Euripides' troubling play, in which a god's infinite need for revenge makes dangerous beasts of the human victims, was strangely cerebral under JoAnne Akalaitis's direction. There is no homage to the fun moments of being enthralled to the god of wine and orgies. And as this tips into deadly excess, we have women driven mad with lust rampaging in the hills as they tear apart bodies of animals with their bare hands and teeth. Hot stuff. Not in this production. When Agave realizes she has slaughtered her own son, a moment that should be Greek tragedy Richter scale 10, it is strangely flat, as if she were saying, damn I broke my nails on this skull.

Most of all, what was lacking was a clear response on the director's part to this odd and difficult clash of gods and mortals. Were we to enjoy the burlesque homoerotic moments when the king falls prey to Dionysus suggestion he dress as a woman and spy on the women's sacred rites? Were we to enjoy the austere set and music against which the acting should resound? I didn't know which Bacchae I was most inclined to follow. And the chorus, lovely as they were to watch, were stuck in synchronized swim. I wanted them to use their numbers to express more conflict. After all, where was the danced representation of wildness and civilization, faith and heresy, infinite and finite, self-determination and fate?

Several times, alone and in groups, raccoons scuttled over the fallen "stones" at the corner of the stage. Once could easily imagine them tearing small victims apart. They got the strongest response of any actors on that stage. Or offstage, I heard them busy themselves in the trash cans near the stage entrance... it was a long 90 minutes.

I sat with a group of 18- and 19-year-olds. Perhaps it is a fault of their generation, even as the last bow was taken they were loudly criticising the show from their seats. This isn't TV, you aren't separated by a screen and on your living room couch... so many skilled and talented people worked hard on this show and were in earshot. I honor them for that. I was a little ashamed to be with my noisy detractors. But they had a point. When I saw the terrific production of Twelfth Night, at the Delacorte earlier this Summer, the applause filled the air.

Sunday, August 23, 2009

Billy, Billy, Billy

I just borrowed Billy Collins latest poetry book, Ballistics, from the library. Over half the cover is devoted to a photo of a bullet slicing through a queen of hearts. Blam, you might think, this is poetry that cuts to the heart, poems that fire you up and punch holes in your assumptions.
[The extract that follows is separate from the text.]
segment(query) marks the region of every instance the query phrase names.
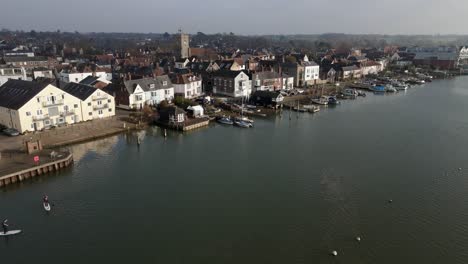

Having read half the book, I have yet to find poetry that startles, pierces, or tears me. I have always enjoyed the way Mr. Collins writes: his essay-like turns in argument, whimsy, humor, and his graceful observations. He can be funny in a toast-master fashion or find the small profundities in the zen moments of everyday activities. And some of that delight is here. But there is a triviality to the handling of subject matter that makes these feel like the exercises of a skilled yet unengaged master. Death in his hands is a dentists appointment that has been scheduled for you, old age a daily round of boredoms, and lust is a thin target of verse.

Yes, there are a few winners in this deck. And I will find a few more if I keep reading... But I have to ask why the poet hasn't challenged himself to do more with his skills. This is the least engaging collection of his work I have read. When I think of poets like Robert Frost, Elizabeth Bishop, or Donald Justice who could take a stroll and look at things, and write both the surfaces and the depths, I want to direct Mr. Collins to go deeper and stop stalling with card tricks.